A single NSW government agency created three undocumented privileged accounts for two IT projects it ran, one of several dubious practices uncovered in a yearly cross-agency examination.
The analysis also found privileged accounts at a second agency were peppered with login attempts until they locked, but that no internal investigation took place.
The two case studies come from an annual audit [pdf] of IT and other controls in place at dozens of NSW government agencies, which regularly picks up control deficiencies.
In the first instance, a staff member working on a system upgrade created an unsanctioned account giving them full access to the agency’s main finance system.

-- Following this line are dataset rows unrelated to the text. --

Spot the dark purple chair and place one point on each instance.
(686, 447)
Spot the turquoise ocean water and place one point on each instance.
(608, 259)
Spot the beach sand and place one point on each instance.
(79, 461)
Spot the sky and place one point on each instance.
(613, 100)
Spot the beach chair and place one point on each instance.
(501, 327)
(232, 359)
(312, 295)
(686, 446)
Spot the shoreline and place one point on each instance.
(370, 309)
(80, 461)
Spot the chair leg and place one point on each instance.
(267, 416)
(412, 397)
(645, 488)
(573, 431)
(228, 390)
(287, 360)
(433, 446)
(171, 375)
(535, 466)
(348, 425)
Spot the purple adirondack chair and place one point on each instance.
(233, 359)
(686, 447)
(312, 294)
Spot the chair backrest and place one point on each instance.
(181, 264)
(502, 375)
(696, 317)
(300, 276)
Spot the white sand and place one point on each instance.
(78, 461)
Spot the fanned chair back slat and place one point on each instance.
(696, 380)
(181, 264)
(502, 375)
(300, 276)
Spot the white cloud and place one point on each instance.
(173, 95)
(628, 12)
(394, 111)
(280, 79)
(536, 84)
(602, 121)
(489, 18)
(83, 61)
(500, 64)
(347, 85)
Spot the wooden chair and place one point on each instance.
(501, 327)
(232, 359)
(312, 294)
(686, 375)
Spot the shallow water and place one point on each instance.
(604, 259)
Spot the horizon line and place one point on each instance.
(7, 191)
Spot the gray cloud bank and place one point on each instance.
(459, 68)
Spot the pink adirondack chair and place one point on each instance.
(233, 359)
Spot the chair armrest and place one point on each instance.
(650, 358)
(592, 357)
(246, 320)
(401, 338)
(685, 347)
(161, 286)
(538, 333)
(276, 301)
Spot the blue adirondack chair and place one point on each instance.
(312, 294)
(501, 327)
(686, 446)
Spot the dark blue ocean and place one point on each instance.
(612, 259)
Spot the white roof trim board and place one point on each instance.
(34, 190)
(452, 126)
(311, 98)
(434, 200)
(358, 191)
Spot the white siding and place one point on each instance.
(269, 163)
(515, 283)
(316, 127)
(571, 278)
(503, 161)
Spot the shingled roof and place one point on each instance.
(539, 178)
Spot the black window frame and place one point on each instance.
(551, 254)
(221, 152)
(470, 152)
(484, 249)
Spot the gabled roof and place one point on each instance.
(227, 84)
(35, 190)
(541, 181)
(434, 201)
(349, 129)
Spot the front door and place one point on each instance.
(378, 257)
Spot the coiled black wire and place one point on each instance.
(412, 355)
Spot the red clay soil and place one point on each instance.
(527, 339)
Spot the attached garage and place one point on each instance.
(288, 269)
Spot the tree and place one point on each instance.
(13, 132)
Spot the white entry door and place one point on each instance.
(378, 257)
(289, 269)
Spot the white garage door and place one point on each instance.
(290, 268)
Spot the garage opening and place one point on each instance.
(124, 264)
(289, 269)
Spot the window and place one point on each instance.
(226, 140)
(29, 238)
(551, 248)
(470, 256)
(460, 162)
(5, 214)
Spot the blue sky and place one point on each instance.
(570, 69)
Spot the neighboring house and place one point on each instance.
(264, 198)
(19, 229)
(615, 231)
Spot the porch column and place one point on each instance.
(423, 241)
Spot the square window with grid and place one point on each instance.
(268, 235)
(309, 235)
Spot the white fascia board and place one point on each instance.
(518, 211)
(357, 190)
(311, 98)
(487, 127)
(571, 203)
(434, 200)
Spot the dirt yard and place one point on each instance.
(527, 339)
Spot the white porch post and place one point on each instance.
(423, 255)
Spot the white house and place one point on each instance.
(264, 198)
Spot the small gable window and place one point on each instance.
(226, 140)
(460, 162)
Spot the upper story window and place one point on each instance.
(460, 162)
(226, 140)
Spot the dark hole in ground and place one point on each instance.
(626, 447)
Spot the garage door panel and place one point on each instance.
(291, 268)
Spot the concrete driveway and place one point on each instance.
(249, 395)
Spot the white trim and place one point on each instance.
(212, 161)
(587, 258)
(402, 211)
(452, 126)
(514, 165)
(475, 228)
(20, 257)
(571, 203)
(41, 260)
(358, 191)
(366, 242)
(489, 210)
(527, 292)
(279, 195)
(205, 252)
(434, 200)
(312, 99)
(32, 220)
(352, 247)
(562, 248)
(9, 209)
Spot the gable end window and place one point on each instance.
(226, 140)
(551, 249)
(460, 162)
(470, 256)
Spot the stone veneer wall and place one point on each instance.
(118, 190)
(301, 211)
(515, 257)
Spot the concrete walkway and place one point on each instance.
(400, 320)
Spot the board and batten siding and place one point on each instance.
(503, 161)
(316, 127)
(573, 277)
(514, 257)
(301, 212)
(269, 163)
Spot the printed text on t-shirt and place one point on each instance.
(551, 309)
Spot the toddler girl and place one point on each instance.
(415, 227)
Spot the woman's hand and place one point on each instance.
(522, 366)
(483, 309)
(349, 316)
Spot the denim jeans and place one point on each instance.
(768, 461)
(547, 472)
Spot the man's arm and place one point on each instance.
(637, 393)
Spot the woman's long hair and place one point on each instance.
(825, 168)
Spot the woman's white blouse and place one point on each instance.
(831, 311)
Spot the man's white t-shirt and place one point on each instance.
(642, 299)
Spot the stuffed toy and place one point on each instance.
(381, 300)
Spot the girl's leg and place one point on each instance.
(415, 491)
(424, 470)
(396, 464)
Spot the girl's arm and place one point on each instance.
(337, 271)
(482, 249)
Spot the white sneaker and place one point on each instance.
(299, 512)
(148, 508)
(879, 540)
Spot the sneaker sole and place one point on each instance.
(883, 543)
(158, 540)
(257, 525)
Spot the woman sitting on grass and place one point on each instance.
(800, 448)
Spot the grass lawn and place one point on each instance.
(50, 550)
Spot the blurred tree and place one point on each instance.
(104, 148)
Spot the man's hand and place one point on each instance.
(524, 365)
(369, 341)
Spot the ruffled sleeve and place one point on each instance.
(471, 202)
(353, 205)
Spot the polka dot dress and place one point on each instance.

It was only disabled several months later after being flagged by management.
Within another business unit in the same agency, a further two privileged accounts were created - but also not documented - during an IT system change.
“We recommend the agency promptly remove the privileged access for former project staff and vendor staff who no longer require it,” the NSW auditor said.
In the second case study, an unknown party or bot tried repeatedly to access privileged accounts, only for the accounts to be locked due to repeated unsuccessful attempts.
While that stopped the unknown party, the agency was found not to have further investigated the incident.
However, the auditor did note that its own investigation found "the attack was not sophisticated, and did not appear to use any information specific to the agency."
Out of 26 agencies investigated, nine were found to be neither restricting privileged user accounts nor monitoring the accounts.
One of these agencies failed to remove a former user’s access after two years despite repeated requests.
Two other agencies also failed to disable all access once users had left the organisation.
In the auditor's words, the gaps risk “inappropriate and unauthorised access to business systems” and could expose “agencies to the risk of fraud or cyber attacks”.